Emil Fredriksson: So what would happen was on Friday night, the people started to use Spotify more and more because there’s parties or people who were at home listening to music, and at Friday night, it would always fail, often the playlist system. And so what happened was I would get the alert and I would start calling the developers that knew how the playlist system worked and we would spend hours and hours on the Friday night trying to bring it back to a workable state. So looking back, you think like, well, why didn’t we fix it? Could we have done something to make it work better? But that was the reality at Spotify for me and for many of the developers -- it was putting out fires. So even thinking about building new features or strategy long term, that sort of thing, it just didn't have a space in our mind. We were just going from one week to the next.

3 Spotify: A Product Story Episode 5 - Transcript

Emil went from managing one server to an apartment full of servers to traveling all over Europe and North America -- trying to lease space and hire teams on the ground as fast as possible in order to set up enough data centers to keep up with Spotify’s explosive growth.

At the same time, Spotify’s user base was moving off of PCs and onto mobile devices -- so the peer-to-peer network that had made the desktop client so special in the beginning, was actually turning into a liability -- we couldn’t use it on mobile because it would drain people’s batteries, and use up all their data. Which resulted in more and more strain being put on our servers.

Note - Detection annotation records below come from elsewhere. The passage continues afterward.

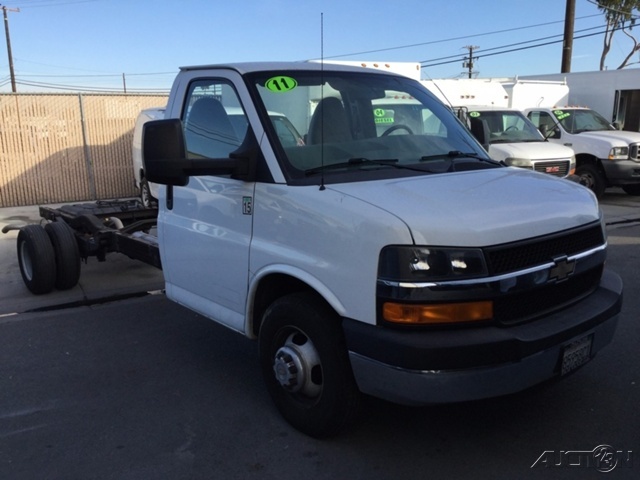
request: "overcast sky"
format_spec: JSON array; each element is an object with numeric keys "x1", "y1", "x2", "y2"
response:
[{"x1": 0, "y1": 0, "x2": 640, "y2": 92}]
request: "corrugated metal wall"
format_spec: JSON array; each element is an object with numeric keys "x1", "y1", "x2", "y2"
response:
[{"x1": 0, "y1": 94, "x2": 167, "y2": 207}]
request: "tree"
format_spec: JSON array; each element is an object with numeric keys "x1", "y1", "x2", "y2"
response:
[{"x1": 597, "y1": 0, "x2": 640, "y2": 70}]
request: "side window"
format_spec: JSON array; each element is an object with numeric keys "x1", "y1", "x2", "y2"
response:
[
  {"x1": 182, "y1": 79, "x2": 247, "y2": 159},
  {"x1": 527, "y1": 112, "x2": 560, "y2": 138}
]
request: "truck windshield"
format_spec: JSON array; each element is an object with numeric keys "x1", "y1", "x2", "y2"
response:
[
  {"x1": 251, "y1": 70, "x2": 495, "y2": 181},
  {"x1": 467, "y1": 110, "x2": 544, "y2": 145},
  {"x1": 553, "y1": 108, "x2": 615, "y2": 133}
]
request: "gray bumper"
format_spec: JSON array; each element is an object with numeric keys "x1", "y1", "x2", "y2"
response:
[{"x1": 350, "y1": 315, "x2": 618, "y2": 405}]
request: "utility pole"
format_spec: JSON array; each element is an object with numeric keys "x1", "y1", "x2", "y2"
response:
[
  {"x1": 462, "y1": 45, "x2": 480, "y2": 78},
  {"x1": 560, "y1": 0, "x2": 576, "y2": 73},
  {"x1": 2, "y1": 5, "x2": 20, "y2": 93}
]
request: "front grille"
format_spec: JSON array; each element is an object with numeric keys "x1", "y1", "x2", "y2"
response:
[
  {"x1": 485, "y1": 223, "x2": 604, "y2": 275},
  {"x1": 493, "y1": 265, "x2": 603, "y2": 325},
  {"x1": 533, "y1": 160, "x2": 571, "y2": 177}
]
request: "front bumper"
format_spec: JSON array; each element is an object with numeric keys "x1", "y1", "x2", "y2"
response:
[
  {"x1": 600, "y1": 159, "x2": 640, "y2": 185},
  {"x1": 343, "y1": 270, "x2": 622, "y2": 405}
]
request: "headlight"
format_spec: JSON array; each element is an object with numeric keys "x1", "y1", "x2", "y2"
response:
[
  {"x1": 609, "y1": 147, "x2": 629, "y2": 160},
  {"x1": 378, "y1": 246, "x2": 487, "y2": 282},
  {"x1": 504, "y1": 157, "x2": 531, "y2": 168},
  {"x1": 567, "y1": 155, "x2": 576, "y2": 175}
]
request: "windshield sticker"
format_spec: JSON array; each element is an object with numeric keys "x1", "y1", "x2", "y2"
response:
[
  {"x1": 264, "y1": 75, "x2": 298, "y2": 93},
  {"x1": 373, "y1": 108, "x2": 394, "y2": 123},
  {"x1": 553, "y1": 110, "x2": 571, "y2": 120}
]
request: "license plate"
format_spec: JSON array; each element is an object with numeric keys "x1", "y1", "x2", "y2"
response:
[{"x1": 560, "y1": 335, "x2": 592, "y2": 375}]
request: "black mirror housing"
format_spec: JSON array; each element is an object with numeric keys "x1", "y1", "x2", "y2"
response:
[{"x1": 142, "y1": 118, "x2": 189, "y2": 187}]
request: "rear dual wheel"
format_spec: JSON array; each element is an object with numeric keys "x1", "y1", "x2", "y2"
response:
[
  {"x1": 18, "y1": 222, "x2": 80, "y2": 295},
  {"x1": 44, "y1": 222, "x2": 80, "y2": 290}
]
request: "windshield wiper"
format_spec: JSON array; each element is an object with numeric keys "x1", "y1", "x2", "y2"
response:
[
  {"x1": 304, "y1": 157, "x2": 403, "y2": 175},
  {"x1": 420, "y1": 150, "x2": 504, "y2": 166}
]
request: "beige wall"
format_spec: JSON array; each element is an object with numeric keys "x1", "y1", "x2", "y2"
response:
[{"x1": 0, "y1": 94, "x2": 167, "y2": 207}]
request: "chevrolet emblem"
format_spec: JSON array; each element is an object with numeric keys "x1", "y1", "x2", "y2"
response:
[{"x1": 549, "y1": 255, "x2": 576, "y2": 283}]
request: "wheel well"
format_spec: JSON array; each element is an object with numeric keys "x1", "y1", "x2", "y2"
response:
[
  {"x1": 576, "y1": 153, "x2": 606, "y2": 177},
  {"x1": 251, "y1": 274, "x2": 314, "y2": 337}
]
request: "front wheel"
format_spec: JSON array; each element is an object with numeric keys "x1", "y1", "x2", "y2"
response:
[
  {"x1": 622, "y1": 183, "x2": 640, "y2": 197},
  {"x1": 259, "y1": 293, "x2": 360, "y2": 438},
  {"x1": 576, "y1": 164, "x2": 607, "y2": 198}
]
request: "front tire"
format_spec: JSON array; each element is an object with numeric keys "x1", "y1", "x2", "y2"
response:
[
  {"x1": 259, "y1": 293, "x2": 360, "y2": 438},
  {"x1": 576, "y1": 164, "x2": 607, "y2": 198}
]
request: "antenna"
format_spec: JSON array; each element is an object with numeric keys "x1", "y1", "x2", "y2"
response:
[{"x1": 316, "y1": 12, "x2": 325, "y2": 191}]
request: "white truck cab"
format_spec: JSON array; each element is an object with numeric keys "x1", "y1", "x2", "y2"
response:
[
  {"x1": 143, "y1": 63, "x2": 622, "y2": 437},
  {"x1": 465, "y1": 106, "x2": 576, "y2": 178},
  {"x1": 422, "y1": 79, "x2": 576, "y2": 178},
  {"x1": 524, "y1": 107, "x2": 640, "y2": 197}
]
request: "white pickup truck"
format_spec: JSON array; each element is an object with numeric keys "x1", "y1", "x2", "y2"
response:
[
  {"x1": 524, "y1": 107, "x2": 640, "y2": 197},
  {"x1": 143, "y1": 63, "x2": 622, "y2": 437}
]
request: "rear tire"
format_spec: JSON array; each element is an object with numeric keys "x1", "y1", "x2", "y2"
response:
[
  {"x1": 576, "y1": 164, "x2": 607, "y2": 198},
  {"x1": 18, "y1": 225, "x2": 56, "y2": 295},
  {"x1": 44, "y1": 222, "x2": 80, "y2": 290},
  {"x1": 259, "y1": 293, "x2": 360, "y2": 438}
]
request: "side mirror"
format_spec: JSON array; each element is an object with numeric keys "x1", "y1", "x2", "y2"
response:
[
  {"x1": 142, "y1": 118, "x2": 242, "y2": 187},
  {"x1": 142, "y1": 119, "x2": 189, "y2": 187}
]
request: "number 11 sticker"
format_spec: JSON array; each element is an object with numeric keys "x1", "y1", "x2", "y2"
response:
[{"x1": 264, "y1": 75, "x2": 298, "y2": 93}]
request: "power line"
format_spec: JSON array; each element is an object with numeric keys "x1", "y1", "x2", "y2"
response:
[
  {"x1": 420, "y1": 26, "x2": 603, "y2": 63},
  {"x1": 325, "y1": 14, "x2": 601, "y2": 59},
  {"x1": 420, "y1": 24, "x2": 624, "y2": 68}
]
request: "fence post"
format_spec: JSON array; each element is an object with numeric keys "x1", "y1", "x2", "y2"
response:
[{"x1": 78, "y1": 93, "x2": 98, "y2": 200}]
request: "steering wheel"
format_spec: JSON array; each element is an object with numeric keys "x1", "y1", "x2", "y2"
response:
[{"x1": 380, "y1": 125, "x2": 413, "y2": 137}]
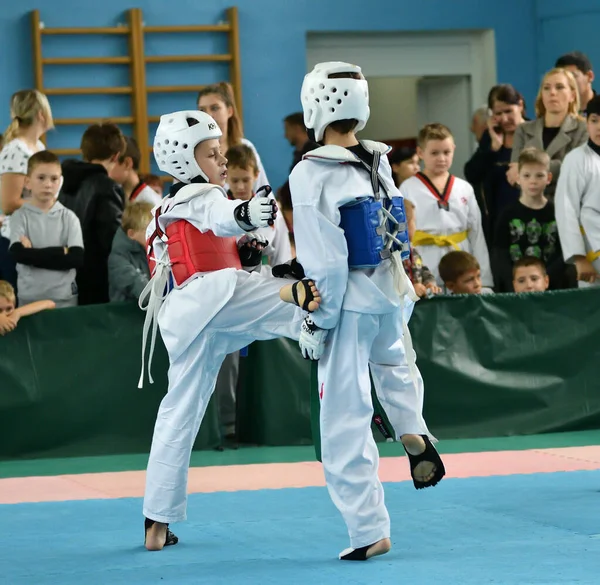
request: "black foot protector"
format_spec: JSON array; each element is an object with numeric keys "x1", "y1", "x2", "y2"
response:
[
  {"x1": 404, "y1": 435, "x2": 446, "y2": 490},
  {"x1": 292, "y1": 278, "x2": 315, "y2": 312},
  {"x1": 340, "y1": 545, "x2": 372, "y2": 561},
  {"x1": 144, "y1": 518, "x2": 179, "y2": 546}
]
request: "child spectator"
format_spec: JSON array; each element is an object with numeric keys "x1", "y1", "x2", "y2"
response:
[
  {"x1": 556, "y1": 96, "x2": 600, "y2": 287},
  {"x1": 225, "y1": 144, "x2": 292, "y2": 266},
  {"x1": 439, "y1": 250, "x2": 493, "y2": 295},
  {"x1": 0, "y1": 89, "x2": 54, "y2": 286},
  {"x1": 387, "y1": 146, "x2": 421, "y2": 188},
  {"x1": 513, "y1": 256, "x2": 550, "y2": 293},
  {"x1": 60, "y1": 123, "x2": 126, "y2": 305},
  {"x1": 404, "y1": 200, "x2": 442, "y2": 297},
  {"x1": 400, "y1": 124, "x2": 493, "y2": 286},
  {"x1": 492, "y1": 147, "x2": 574, "y2": 292},
  {"x1": 10, "y1": 150, "x2": 83, "y2": 308},
  {"x1": 142, "y1": 175, "x2": 163, "y2": 200},
  {"x1": 0, "y1": 280, "x2": 55, "y2": 335},
  {"x1": 108, "y1": 203, "x2": 154, "y2": 301},
  {"x1": 111, "y1": 136, "x2": 162, "y2": 206}
]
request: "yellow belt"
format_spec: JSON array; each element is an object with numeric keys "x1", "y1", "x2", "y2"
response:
[
  {"x1": 412, "y1": 230, "x2": 469, "y2": 250},
  {"x1": 579, "y1": 225, "x2": 600, "y2": 262}
]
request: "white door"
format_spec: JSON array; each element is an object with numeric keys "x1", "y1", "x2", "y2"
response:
[{"x1": 417, "y1": 75, "x2": 473, "y2": 178}]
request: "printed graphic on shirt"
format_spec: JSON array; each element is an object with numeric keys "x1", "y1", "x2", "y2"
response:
[{"x1": 509, "y1": 218, "x2": 558, "y2": 262}]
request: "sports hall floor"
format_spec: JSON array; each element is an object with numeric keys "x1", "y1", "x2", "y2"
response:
[{"x1": 0, "y1": 431, "x2": 600, "y2": 585}]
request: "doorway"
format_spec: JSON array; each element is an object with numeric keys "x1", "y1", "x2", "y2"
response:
[{"x1": 307, "y1": 30, "x2": 496, "y2": 177}]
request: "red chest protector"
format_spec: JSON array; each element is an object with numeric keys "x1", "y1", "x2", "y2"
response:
[{"x1": 148, "y1": 208, "x2": 242, "y2": 286}]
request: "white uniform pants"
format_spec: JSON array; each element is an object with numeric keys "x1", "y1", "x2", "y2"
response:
[
  {"x1": 215, "y1": 351, "x2": 240, "y2": 436},
  {"x1": 144, "y1": 270, "x2": 306, "y2": 523},
  {"x1": 319, "y1": 308, "x2": 431, "y2": 548}
]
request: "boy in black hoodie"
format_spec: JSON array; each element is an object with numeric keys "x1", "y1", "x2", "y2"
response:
[{"x1": 59, "y1": 123, "x2": 126, "y2": 305}]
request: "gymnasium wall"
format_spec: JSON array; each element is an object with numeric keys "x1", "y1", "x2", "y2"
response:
[{"x1": 0, "y1": 0, "x2": 600, "y2": 185}]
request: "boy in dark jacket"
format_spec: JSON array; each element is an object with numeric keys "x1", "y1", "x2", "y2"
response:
[
  {"x1": 108, "y1": 203, "x2": 154, "y2": 302},
  {"x1": 59, "y1": 123, "x2": 125, "y2": 305}
]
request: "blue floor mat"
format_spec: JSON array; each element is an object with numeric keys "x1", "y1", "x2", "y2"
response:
[{"x1": 0, "y1": 471, "x2": 600, "y2": 585}]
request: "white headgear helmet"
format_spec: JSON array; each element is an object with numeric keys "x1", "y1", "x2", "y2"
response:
[
  {"x1": 154, "y1": 110, "x2": 222, "y2": 183},
  {"x1": 300, "y1": 61, "x2": 371, "y2": 142}
]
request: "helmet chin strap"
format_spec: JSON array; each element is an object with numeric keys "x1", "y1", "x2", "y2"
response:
[{"x1": 168, "y1": 175, "x2": 208, "y2": 197}]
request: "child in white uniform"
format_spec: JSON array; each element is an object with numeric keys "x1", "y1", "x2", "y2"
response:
[
  {"x1": 290, "y1": 63, "x2": 445, "y2": 561},
  {"x1": 554, "y1": 96, "x2": 600, "y2": 287},
  {"x1": 400, "y1": 124, "x2": 494, "y2": 287},
  {"x1": 140, "y1": 111, "x2": 319, "y2": 550}
]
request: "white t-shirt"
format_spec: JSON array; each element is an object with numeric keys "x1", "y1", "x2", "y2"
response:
[{"x1": 0, "y1": 138, "x2": 46, "y2": 239}]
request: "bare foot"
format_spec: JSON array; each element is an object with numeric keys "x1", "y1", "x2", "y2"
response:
[
  {"x1": 400, "y1": 435, "x2": 436, "y2": 483},
  {"x1": 279, "y1": 280, "x2": 321, "y2": 313},
  {"x1": 144, "y1": 522, "x2": 167, "y2": 550}
]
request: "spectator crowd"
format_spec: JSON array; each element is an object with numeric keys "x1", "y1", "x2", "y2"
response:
[{"x1": 0, "y1": 52, "x2": 600, "y2": 436}]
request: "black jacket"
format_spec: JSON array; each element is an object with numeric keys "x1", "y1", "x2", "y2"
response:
[{"x1": 59, "y1": 160, "x2": 125, "y2": 305}]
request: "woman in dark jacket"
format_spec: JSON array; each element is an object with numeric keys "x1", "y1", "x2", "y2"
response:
[{"x1": 465, "y1": 84, "x2": 526, "y2": 246}]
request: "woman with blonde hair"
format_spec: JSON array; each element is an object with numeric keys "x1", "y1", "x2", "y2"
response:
[
  {"x1": 506, "y1": 67, "x2": 588, "y2": 199},
  {"x1": 197, "y1": 81, "x2": 269, "y2": 193},
  {"x1": 0, "y1": 89, "x2": 54, "y2": 286}
]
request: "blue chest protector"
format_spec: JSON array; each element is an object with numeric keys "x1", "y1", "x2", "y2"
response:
[
  {"x1": 340, "y1": 196, "x2": 410, "y2": 268},
  {"x1": 340, "y1": 152, "x2": 410, "y2": 268}
]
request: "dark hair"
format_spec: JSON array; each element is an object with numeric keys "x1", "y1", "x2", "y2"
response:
[
  {"x1": 141, "y1": 174, "x2": 162, "y2": 189},
  {"x1": 438, "y1": 250, "x2": 479, "y2": 283},
  {"x1": 196, "y1": 81, "x2": 244, "y2": 146},
  {"x1": 585, "y1": 95, "x2": 600, "y2": 116},
  {"x1": 119, "y1": 136, "x2": 142, "y2": 171},
  {"x1": 27, "y1": 150, "x2": 60, "y2": 175},
  {"x1": 225, "y1": 144, "x2": 259, "y2": 174},
  {"x1": 513, "y1": 256, "x2": 547, "y2": 278},
  {"x1": 488, "y1": 83, "x2": 525, "y2": 113},
  {"x1": 417, "y1": 122, "x2": 453, "y2": 148},
  {"x1": 554, "y1": 51, "x2": 592, "y2": 73},
  {"x1": 81, "y1": 122, "x2": 126, "y2": 162},
  {"x1": 283, "y1": 112, "x2": 306, "y2": 130}
]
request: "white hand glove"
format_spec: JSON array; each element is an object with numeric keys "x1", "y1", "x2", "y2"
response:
[
  {"x1": 233, "y1": 188, "x2": 277, "y2": 232},
  {"x1": 238, "y1": 232, "x2": 269, "y2": 249},
  {"x1": 298, "y1": 317, "x2": 327, "y2": 360},
  {"x1": 248, "y1": 195, "x2": 277, "y2": 228}
]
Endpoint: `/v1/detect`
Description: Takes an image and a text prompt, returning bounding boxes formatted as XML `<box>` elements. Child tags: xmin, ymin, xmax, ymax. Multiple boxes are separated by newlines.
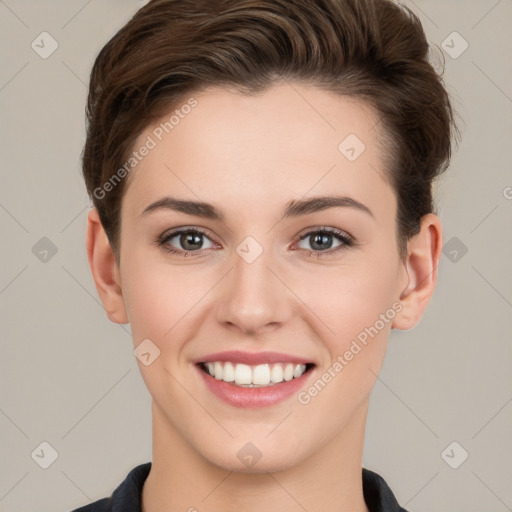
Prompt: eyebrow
<box><xmin>142</xmin><ymin>196</ymin><xmax>375</xmax><ymax>221</ymax></box>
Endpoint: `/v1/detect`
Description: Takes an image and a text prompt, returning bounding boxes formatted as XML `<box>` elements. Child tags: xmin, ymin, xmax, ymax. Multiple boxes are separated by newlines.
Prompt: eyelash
<box><xmin>156</xmin><ymin>227</ymin><xmax>357</xmax><ymax>258</ymax></box>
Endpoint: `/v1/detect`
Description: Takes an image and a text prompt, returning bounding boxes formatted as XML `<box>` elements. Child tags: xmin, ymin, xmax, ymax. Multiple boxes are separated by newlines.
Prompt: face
<box><xmin>113</xmin><ymin>83</ymin><xmax>406</xmax><ymax>472</ymax></box>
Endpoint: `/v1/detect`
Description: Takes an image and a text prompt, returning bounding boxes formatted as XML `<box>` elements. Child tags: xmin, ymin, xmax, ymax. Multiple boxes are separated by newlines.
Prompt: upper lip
<box><xmin>195</xmin><ymin>350</ymin><xmax>312</xmax><ymax>365</ymax></box>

Meanwhile, the rest of the internet had started to catch up. The pay off in terms of latency and reliability that came from running our own data centers diminished every day, as cloud computing got better, faster, and cheaper.

Emil Fredriksson: So much time had passed that like that competitive edge is just like eroded for a number of years, like no one really even seemed to care that much about how -- I mean, obviously the product has to be really fast, but we weren't significantly faster than any of our competitors anymore, and that kind of is just table stakes. So that was very important in one of the faces of Spotify. It just wasn't that important. And it's just not technically that difficult to do anymore. Gustav Söderström: Exactly. What is important changes and controlling parts of the stack may be vital during a period of time, but then it turns from your biggest advantage to one of your biggest costs and you actually want to move on to figure out another part of the stack or of the business model that is still vital, that is underperforming or that has lots of opportunity left. You don't want to stay and spend the same amount of cost on the opportunity that isn't there anymore. Emil Fredriksson: Yeah, I think that's 100 percent true. And the challenge is that when you spent enough time to get into the nitty gritty details of doing something yourself, like zooming back out and realizing that this isn't the most important thing that I should be doing right now, that's like a personal challenge and not something that comes natural to humans, I believe, that's a fight that you have to take and really be purposeful about. Otherwise, it's so easy to just stay in your little bubble and continue iterating on your little problem that you've learned so much about and become so good at.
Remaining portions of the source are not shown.